Tuesday 28 April 2009

Brussels Brontë Group weekend 2009

On 24-26 April the Brussels Brontë Group held a Brontë weekend of events for the third consecutive year. The programme this year was ambitious, with musical settings of Emily Brontë's poems, talks by the writer Stevie Davies and by a Brussels-based academic, Philip Riley, and the guided walk which has become a fixture at these weekends.

We have been focusing on Emily this year, starting with a talk on Wuthering Heights last October, and this weekend was no exception. It kicked off with a concert by Veronica Metz from the Celtic band Anois, who will be performing at the AGM weekend in Haworth. She sang her musical settings of Emily's poems for us, with introductory comments by Maureen Peeck.

Below: Veronica Metz of the Celtic band Anois singing her settings of Emily Brontë poems

Stevie Davies travelled all the way from Wales to talk to us about Emily Brontë and the Mother World and introduce us to some of the ideas explored in her book Emily Brontë: Heretic. Listening to Stevie is as stimulating and exciting as reading her books, and she held us spellbound. There was an interesting discussion afterwards, with thoughtful contributions from our members (of all ages and nationalities) prompting further insights from Stevie.

Below: Stevie Davies talking, and being presented by Helen MacEwan with one of Marina Saegerman's calligraphy Brontë poems

In the afternoon we enjoyed a very different kind of talk by Philip Riley, professor of sociolinguistics, onThe Brontës' strong language. Philip's lively talk was wide-ranging and fascinating, packed with information on the social as well as linguistic background to the Brontës' works. He had the idea of giving a talk on the Brontës after joining our newly-formed group shortly after he retired to Brussels.

Below: Philip Riley's talk - complete with Powerpoint presentation

Once again, our events were hosted by a Brussels university, Facultés universitaires Saint-Louis, whose staff made us extremely welcome as always. We discussed with them various ideas for joint projects the Brussels group could carry out with the university's English department.

Our member Marina Saegerman's calligraphy versions of Brontë poems were in evidence at the events, displayed in the lecture room and framed as presents for our speakers and singer.

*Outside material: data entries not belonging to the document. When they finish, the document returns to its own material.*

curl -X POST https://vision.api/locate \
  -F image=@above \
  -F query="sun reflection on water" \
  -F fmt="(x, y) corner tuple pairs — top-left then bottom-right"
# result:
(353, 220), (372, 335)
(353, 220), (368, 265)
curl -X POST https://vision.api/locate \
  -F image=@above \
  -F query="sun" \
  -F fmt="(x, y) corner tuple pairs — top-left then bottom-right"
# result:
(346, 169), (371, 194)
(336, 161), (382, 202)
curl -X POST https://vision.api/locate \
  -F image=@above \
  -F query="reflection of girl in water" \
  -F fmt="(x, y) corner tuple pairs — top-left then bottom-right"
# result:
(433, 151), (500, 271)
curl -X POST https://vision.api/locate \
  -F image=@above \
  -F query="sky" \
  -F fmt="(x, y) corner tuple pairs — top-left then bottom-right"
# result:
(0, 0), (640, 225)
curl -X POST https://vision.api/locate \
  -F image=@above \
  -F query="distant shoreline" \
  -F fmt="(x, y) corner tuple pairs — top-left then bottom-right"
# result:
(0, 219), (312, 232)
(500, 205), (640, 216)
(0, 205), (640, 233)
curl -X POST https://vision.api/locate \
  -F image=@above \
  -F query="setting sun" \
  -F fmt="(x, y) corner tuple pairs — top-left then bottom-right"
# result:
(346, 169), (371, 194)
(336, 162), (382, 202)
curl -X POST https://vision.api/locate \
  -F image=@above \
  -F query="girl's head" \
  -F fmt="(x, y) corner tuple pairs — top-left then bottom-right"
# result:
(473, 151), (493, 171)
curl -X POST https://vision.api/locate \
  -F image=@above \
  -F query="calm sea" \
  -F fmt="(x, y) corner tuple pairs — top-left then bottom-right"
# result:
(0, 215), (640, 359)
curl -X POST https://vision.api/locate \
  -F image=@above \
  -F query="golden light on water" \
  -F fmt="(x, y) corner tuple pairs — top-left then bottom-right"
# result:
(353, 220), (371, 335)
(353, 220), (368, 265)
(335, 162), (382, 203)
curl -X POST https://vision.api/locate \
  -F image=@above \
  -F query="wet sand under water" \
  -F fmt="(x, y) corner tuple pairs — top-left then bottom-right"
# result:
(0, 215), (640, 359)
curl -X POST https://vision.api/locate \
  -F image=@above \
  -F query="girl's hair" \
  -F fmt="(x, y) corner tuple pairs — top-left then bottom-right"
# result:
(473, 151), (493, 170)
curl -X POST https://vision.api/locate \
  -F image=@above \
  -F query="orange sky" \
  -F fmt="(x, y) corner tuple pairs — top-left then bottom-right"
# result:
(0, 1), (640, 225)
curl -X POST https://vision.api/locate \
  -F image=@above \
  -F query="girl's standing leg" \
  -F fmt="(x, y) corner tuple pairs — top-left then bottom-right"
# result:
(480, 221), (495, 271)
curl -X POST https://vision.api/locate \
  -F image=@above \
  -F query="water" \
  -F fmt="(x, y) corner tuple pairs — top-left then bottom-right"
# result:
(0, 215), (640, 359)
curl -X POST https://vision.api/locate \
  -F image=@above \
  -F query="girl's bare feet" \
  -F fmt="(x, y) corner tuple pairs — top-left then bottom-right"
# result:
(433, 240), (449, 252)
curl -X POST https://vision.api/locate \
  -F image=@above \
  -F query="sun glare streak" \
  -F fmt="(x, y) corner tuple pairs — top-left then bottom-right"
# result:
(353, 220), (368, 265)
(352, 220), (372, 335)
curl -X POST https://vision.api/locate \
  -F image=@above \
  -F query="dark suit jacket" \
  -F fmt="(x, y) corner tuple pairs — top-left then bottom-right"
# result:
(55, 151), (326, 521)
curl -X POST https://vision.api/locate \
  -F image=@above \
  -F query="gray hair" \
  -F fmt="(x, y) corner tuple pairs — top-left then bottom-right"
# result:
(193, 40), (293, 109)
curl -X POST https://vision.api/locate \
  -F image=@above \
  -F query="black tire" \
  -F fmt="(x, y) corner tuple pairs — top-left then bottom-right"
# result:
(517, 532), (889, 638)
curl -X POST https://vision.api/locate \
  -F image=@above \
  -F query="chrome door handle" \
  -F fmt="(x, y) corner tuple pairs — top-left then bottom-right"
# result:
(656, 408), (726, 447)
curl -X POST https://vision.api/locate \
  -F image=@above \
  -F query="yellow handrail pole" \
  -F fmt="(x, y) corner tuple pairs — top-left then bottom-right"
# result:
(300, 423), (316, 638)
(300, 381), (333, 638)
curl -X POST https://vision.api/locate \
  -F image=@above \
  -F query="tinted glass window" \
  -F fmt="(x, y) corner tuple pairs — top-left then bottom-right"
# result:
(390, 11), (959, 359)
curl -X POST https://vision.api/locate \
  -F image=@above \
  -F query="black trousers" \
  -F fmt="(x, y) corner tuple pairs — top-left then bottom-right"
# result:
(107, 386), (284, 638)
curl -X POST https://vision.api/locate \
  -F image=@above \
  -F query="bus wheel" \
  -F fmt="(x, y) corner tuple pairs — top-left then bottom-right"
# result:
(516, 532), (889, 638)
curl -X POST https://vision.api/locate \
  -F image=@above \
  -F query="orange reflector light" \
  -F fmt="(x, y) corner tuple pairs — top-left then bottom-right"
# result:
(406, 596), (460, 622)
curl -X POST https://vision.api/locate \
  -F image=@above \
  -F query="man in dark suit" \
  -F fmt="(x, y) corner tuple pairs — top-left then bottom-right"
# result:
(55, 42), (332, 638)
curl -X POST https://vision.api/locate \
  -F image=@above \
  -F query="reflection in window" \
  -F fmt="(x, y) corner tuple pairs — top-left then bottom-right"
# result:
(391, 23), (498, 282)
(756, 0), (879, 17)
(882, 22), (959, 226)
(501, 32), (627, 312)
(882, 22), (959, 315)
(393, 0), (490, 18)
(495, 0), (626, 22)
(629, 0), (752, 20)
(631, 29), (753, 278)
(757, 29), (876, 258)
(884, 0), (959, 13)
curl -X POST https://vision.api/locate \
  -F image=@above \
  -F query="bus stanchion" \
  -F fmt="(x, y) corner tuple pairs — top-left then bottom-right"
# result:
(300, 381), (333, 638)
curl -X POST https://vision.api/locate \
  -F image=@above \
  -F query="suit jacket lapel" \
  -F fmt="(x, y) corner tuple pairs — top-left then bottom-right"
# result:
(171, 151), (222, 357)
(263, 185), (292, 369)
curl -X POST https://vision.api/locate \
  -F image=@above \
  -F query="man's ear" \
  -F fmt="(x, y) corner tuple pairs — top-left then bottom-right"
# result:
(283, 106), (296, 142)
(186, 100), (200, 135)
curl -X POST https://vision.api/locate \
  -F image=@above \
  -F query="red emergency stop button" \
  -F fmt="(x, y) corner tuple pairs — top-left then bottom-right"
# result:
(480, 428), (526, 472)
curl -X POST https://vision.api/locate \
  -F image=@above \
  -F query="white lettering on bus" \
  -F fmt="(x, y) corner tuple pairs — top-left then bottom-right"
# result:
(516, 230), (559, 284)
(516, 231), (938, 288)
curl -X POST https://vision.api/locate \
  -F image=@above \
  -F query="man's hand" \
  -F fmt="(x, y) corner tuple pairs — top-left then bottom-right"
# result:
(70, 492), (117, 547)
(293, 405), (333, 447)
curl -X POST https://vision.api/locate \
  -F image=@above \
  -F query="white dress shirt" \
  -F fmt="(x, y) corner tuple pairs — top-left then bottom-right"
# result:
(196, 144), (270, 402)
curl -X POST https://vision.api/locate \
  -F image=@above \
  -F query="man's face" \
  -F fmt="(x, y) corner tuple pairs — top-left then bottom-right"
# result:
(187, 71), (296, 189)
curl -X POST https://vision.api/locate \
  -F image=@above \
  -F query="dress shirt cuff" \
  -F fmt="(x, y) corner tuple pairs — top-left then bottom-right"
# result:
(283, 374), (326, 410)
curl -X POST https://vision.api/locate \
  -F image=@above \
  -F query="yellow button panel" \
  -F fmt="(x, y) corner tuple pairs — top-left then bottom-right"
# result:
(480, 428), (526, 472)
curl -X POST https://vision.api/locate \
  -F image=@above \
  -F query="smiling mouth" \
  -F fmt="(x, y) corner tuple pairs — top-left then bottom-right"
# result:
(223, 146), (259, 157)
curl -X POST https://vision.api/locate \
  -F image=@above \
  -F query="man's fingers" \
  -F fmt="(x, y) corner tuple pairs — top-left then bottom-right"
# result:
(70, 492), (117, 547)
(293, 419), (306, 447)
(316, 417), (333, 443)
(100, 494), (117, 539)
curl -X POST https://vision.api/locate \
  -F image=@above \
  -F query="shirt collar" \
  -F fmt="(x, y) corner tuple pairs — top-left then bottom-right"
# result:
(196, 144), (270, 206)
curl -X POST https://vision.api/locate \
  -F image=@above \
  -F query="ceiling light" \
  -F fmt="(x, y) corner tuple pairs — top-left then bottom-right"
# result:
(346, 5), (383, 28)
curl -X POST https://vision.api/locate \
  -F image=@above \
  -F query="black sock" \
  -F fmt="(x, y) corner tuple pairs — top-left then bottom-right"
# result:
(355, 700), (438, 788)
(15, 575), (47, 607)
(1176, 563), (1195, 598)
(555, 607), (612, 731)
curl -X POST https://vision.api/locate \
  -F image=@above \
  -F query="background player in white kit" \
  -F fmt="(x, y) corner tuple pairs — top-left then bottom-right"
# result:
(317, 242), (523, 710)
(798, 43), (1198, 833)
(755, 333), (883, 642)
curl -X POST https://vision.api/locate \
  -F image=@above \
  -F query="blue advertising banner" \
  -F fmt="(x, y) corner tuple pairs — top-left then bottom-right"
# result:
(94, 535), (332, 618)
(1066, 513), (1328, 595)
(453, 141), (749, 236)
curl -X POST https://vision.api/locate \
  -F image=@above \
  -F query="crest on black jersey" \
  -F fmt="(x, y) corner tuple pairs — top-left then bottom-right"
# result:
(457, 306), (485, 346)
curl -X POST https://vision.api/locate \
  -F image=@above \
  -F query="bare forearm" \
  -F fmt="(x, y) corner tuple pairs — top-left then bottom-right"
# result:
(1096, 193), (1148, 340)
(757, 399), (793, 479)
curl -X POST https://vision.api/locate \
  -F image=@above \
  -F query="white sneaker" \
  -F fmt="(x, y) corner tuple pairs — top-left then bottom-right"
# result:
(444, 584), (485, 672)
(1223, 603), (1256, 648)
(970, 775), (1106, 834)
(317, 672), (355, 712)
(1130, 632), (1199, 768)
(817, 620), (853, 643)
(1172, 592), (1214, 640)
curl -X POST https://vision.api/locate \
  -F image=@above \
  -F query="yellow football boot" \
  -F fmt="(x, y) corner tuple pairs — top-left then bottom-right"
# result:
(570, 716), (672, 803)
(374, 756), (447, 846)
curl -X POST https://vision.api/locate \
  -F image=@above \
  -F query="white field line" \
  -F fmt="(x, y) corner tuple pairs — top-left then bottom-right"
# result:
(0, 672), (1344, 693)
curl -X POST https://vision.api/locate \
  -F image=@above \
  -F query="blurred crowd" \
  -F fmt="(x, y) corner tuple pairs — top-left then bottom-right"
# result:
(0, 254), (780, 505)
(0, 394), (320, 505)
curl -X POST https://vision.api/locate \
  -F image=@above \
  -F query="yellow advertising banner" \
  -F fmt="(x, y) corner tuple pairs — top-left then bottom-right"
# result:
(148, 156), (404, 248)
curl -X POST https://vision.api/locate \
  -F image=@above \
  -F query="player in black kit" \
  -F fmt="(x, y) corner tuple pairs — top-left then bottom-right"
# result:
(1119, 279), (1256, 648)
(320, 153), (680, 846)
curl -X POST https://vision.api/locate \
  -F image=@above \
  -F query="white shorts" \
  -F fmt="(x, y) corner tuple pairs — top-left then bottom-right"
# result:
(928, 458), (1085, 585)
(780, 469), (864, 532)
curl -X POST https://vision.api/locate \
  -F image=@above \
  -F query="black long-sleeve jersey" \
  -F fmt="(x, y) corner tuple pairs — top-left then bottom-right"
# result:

Below: Calligraphy by Marina Saegerman

Sadly, it rained throughout our guided walk on Sunday morning, but our guide Derek Blyth gave a valiant performance despite the weather and other hazards such as the scaffolding everywhere owing to ongoing renovation and building work, including on the building now on the site of the Pensionnat Heger. The rain meant that a planned picnic in the park described in Villette had to be called off. Luckily the weather had been fine on Friday for the trip led by Eric Ruijssenaars to a Brussels cemetery to search for the graves of Martha Taylor and Julia Wheelwright.

Below: Parc de Bruxelles

After the walk a group of us rounded off the weekend by discussing plans for the future over lunch at our regular place, the well-known A La Mort Subite, named after a Belgian beer. Despite its name, this venue has in fact seen the birth of many ideas for Brontë activities in Brussels.

Helen MacEwan

A more detailed account of the talks by our two speakers will be posted shortly.

Friday 3 April 2009

More internet Rue d’Isabelle postcards

It can be useful to search occasionally for the Rue d’Isabelle on the internet. Last time I did I found these two old, undated, postcards of the street. The photographs are well known but to see them as a postcard is really interesting.

These postcards are presumably older than the one I wrote about recently here. That ‘Vieux-Bruxelles’ referred to something at the 1935 World Exhibition, which was portrayed as Old Brussels, but from a historical point of view it was totally uninteresting. They had created a little quarter with about eight streets. Only the names of the streets were related to the actual old Brussels.

These two postcards seem to relate to the time of the Comité d’Etudes du Vieux-Bruxelles, which was founded in 1904. Its main aim was to take photographs of the threatened parts of Brussels, such as the Isabella Quarter. This collection of some 1,500 pictures is of course extremely valuable. For example, it contains these two pictures.

This Vieux-Bruxelles, a term already used a decade earlier, was essentially a nostalgic euphemism for what had already been lost in the last decades and what was about to disappear. But this period did produce a lot of important work.
With the outbreak of the First World War the interest in Vieux-Bruxelles ended, and afterwards the term was hardly used any more.

The first photograph shows you the three remaining 17th century houses of the then important guild of crossbowmen, who laid the foundation of the Pensionnat‘s large garden.

The second photograph shows us the corner of Rue Terarken and Rue d’Isabelle. If you go just around the corner you will be in the Rue d’Isabelle. Unfortunately this will never happen. This picture I have always found fascinating. Perhaps most for what is not in it, i.e. what is just around the corner. In what remains of the Rue Terarken you are not far away from that corner.